Comitiva de empresários brasileiros reunida em Luanda para discutir investimentos no setor agrícola.
Empresários brasileiros em agenda de negócios na cidade de Luanda, Angola.

Missão empresarial busca transformar a proximidade entre Luiz Inácio Lula da Silva e João Lourenço em projetos produtivos de longo prazo no país africano.

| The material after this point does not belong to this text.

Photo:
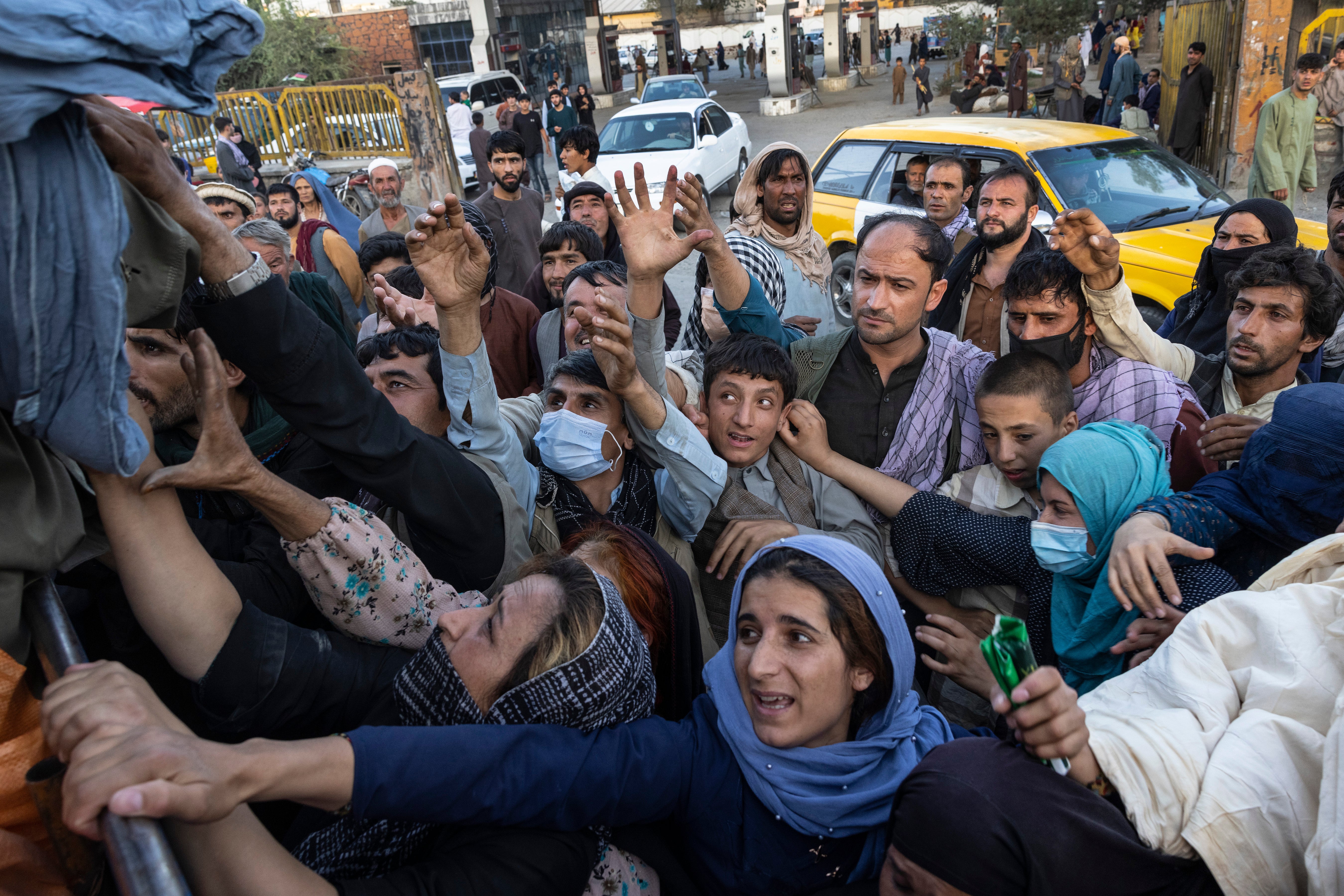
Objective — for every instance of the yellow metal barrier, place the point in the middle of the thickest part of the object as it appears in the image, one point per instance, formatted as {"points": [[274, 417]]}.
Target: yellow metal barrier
{"points": [[1323, 34], [351, 121]]}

Uma comitiva de 30 empresários brasileiros desembarcou em Luanda para avaliar oportunidades de investimento no setor agrícola de Angola. A iniciativa visa fortalecer a cooperação comercial entre os governos de Luiz Inácio Lula da Silva e João Lourenço, transformando a diplomacia em geração de emprego e produção local. O potencial produtivo é vasto: Angola dispõe de cerca de 35 milhões de hectares para a agricultura, mas apenas 6 milhões estão atualmente em uso, com uma parcela ínfima de irrigação. A semelhança entre regiões angolanas e o Cerrado brasileiro — em termos de clima, solo e disponibilidade hídrica — coloca o Brasil em uma posição privilegiada para exportar não apenas produtos, mas tecnologias e sistemas de manejo. Atualmente, a balança comercial ainda é limitada, com o Brasil exportando US$ 347 milhões em produtos do agronegócio para o mercado angolano em 2024. No entanto, a estratégia defendida por lideranças empresariais, como João Doria Junior, do Lide, é superar o papel de mero fornecedor de commodities. O objetivo é instalar unidades produtivas locais, especialmente nos setores de avicultura e grãos, visando reduzir a dependência de importações externas do país africano. Para especialistas como Kátia Abreu, a expansão depende de um desafio estrutural: a segurança jurídica. Como em Angola as terras pertencem ao Estado e a operação ocorre via concessão, investidores buscam garantias de longo prazo contra eventuais expropriações. O sucesso dessa fronteira africana exigirá, portanto, uma evolução tanto na proteção aos investimentos privados quanto na cultura internacional das empresas brasileiras, que historicamente priorizaram a exportação direta em detrimento da fixação produtiva no exterior.